- Hanemann performing on keyboards at the 2007 Long Island Maritime Festival

Background information
- Born: May 1, 1953 (age 73) New Orleans, Louisiana, U.S.
- Genres: Hard rock, heavy metal, progressive rock
- Occupation: Musician
- Instruments: Bass guitar, vocals, keyboards, synthesizer, strings
- Years active: 1975–present
- Label: Atlantic

= Felix Hanemann =

American singer and musician (born 1953)

Felix Hanemann (born May 1, 1953) is an American singer and musician.

==Biography==
===Early life===
He graduated from Warren Easton High School and attended the University of New Orleans and Loyola (Music Major, English Minor).

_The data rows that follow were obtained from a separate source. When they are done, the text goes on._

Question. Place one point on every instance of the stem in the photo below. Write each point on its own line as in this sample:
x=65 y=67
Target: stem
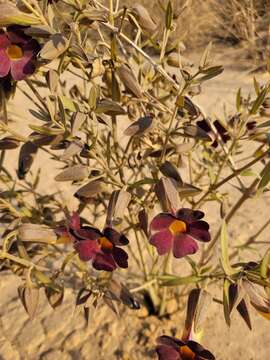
x=228 y=217
x=228 y=178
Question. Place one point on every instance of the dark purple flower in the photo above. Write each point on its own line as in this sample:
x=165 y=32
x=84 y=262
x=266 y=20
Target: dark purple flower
x=17 y=53
x=103 y=248
x=179 y=232
x=169 y=348
x=220 y=129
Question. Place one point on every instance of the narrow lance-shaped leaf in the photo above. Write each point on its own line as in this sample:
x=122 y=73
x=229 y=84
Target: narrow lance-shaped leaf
x=265 y=177
x=264 y=269
x=224 y=250
x=259 y=100
x=226 y=301
x=169 y=15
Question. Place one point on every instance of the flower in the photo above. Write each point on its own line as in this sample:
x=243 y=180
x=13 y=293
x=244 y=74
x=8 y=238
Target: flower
x=17 y=53
x=169 y=348
x=178 y=232
x=103 y=248
x=7 y=86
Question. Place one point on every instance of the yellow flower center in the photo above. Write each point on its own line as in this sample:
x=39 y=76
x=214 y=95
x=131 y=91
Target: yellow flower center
x=14 y=52
x=105 y=243
x=177 y=227
x=186 y=353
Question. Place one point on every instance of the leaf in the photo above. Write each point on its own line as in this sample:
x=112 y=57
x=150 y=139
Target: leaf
x=204 y=61
x=167 y=194
x=78 y=120
x=55 y=297
x=74 y=148
x=170 y=171
x=36 y=233
x=226 y=301
x=224 y=250
x=52 y=78
x=55 y=47
x=140 y=126
x=196 y=132
x=109 y=107
x=169 y=16
x=73 y=173
x=10 y=15
x=259 y=100
x=265 y=177
x=29 y=297
x=69 y=104
x=238 y=100
x=243 y=311
x=91 y=189
x=264 y=268
x=176 y=280
x=129 y=80
x=118 y=204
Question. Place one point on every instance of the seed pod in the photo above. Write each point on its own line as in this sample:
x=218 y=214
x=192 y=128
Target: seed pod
x=144 y=19
x=36 y=233
x=129 y=80
x=26 y=158
x=9 y=143
x=140 y=126
x=89 y=190
x=73 y=173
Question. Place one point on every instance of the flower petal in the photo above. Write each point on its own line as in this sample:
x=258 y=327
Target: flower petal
x=87 y=249
x=200 y=351
x=75 y=222
x=20 y=69
x=87 y=233
x=4 y=63
x=115 y=237
x=189 y=215
x=161 y=222
x=4 y=41
x=16 y=34
x=167 y=353
x=170 y=341
x=104 y=262
x=120 y=257
x=199 y=230
x=162 y=240
x=184 y=245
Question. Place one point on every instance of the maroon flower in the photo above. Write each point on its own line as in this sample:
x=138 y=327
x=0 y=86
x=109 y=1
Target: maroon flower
x=179 y=232
x=169 y=348
x=103 y=248
x=17 y=53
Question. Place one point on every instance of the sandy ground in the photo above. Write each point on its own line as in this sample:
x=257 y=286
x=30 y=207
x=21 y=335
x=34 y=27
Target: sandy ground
x=62 y=335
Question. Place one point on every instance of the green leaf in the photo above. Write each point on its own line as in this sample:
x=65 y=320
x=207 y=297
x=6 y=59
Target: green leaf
x=265 y=265
x=169 y=16
x=224 y=250
x=259 y=100
x=265 y=177
x=226 y=301
x=238 y=100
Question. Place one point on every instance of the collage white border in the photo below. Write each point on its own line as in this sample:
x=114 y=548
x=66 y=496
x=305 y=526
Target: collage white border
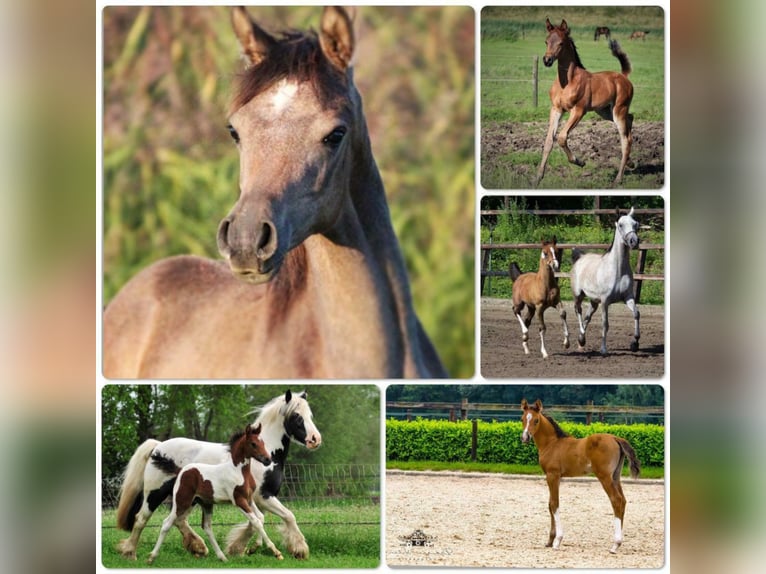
x=480 y=192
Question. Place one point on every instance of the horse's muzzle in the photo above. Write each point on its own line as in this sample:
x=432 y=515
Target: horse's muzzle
x=251 y=250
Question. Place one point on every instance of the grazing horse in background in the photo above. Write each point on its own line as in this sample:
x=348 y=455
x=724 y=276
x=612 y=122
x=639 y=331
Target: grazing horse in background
x=577 y=91
x=208 y=484
x=606 y=279
x=313 y=282
x=602 y=31
x=561 y=455
x=535 y=292
x=286 y=418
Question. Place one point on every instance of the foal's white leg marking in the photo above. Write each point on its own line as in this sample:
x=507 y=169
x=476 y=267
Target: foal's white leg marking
x=559 y=530
x=166 y=526
x=524 y=333
x=617 y=535
x=207 y=526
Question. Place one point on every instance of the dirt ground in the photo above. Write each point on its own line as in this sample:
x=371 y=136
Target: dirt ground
x=502 y=355
x=481 y=520
x=596 y=142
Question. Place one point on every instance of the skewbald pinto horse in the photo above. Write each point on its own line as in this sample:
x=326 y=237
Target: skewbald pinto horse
x=578 y=91
x=535 y=292
x=561 y=455
x=313 y=282
x=208 y=484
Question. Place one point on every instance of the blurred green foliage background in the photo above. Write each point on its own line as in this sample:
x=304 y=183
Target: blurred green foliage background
x=170 y=170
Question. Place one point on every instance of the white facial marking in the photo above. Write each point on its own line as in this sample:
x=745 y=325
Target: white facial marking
x=284 y=94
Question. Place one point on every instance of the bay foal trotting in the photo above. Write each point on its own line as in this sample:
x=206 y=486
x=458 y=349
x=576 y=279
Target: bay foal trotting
x=313 y=283
x=561 y=455
x=208 y=484
x=605 y=279
x=535 y=292
x=577 y=91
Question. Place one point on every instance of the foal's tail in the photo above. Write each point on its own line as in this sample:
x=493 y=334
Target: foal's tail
x=132 y=488
x=514 y=270
x=627 y=450
x=618 y=53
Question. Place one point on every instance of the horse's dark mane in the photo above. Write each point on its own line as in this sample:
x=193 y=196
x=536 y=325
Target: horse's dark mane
x=296 y=56
x=235 y=437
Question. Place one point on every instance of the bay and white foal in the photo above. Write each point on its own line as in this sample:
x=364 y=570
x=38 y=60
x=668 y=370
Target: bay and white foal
x=228 y=482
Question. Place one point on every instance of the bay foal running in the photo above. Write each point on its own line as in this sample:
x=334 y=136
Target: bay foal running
x=228 y=482
x=535 y=292
x=577 y=91
x=561 y=455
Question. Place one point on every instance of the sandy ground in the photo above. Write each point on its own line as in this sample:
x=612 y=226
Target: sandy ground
x=482 y=520
x=502 y=354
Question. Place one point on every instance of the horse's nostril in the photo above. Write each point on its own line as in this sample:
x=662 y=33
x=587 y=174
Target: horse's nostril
x=222 y=238
x=266 y=243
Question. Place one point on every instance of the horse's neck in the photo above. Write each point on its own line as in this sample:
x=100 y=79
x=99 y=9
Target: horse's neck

He joined his first band, The Salt & Pepper Conspiracy, when he was 14 yrs old. In 1972 he put together the band Shepherd’s Bush with Randy Jackson as the lead guitarist.

===Career===
Hanemann formed the band Zebra in February 1975 with guitarist and singer Randy Jackson and drummer Guy Gelso, with Felix playing bass, keyboards and backing vocals. Atlantic Records signed Zebra in 1982 and their self-titled debut record was released in March 1983. The album stayed on the Billboard charts for eight months, peaking at number 29. Zebra has continued to record and perform, going into their third decade with six albums to their credit.

In 2000 Hanemann released his first solo album, entitled “Rock Candy” and in 2006 he became a member of the band Harry Slash & The Slashtones.

Felix was also the keyboardist/bassist for the popular metro New York area Led Zeppelin tribute band Hindenberg, which also features fellow Slashtoner Steve "Budgie" Werner (drums) and Karl Cochran (guitar), both veterans of the Ace Frehley band amongst other endeavors. Hindenberg's singer is Michael McEwan, also of A Perfect Tool.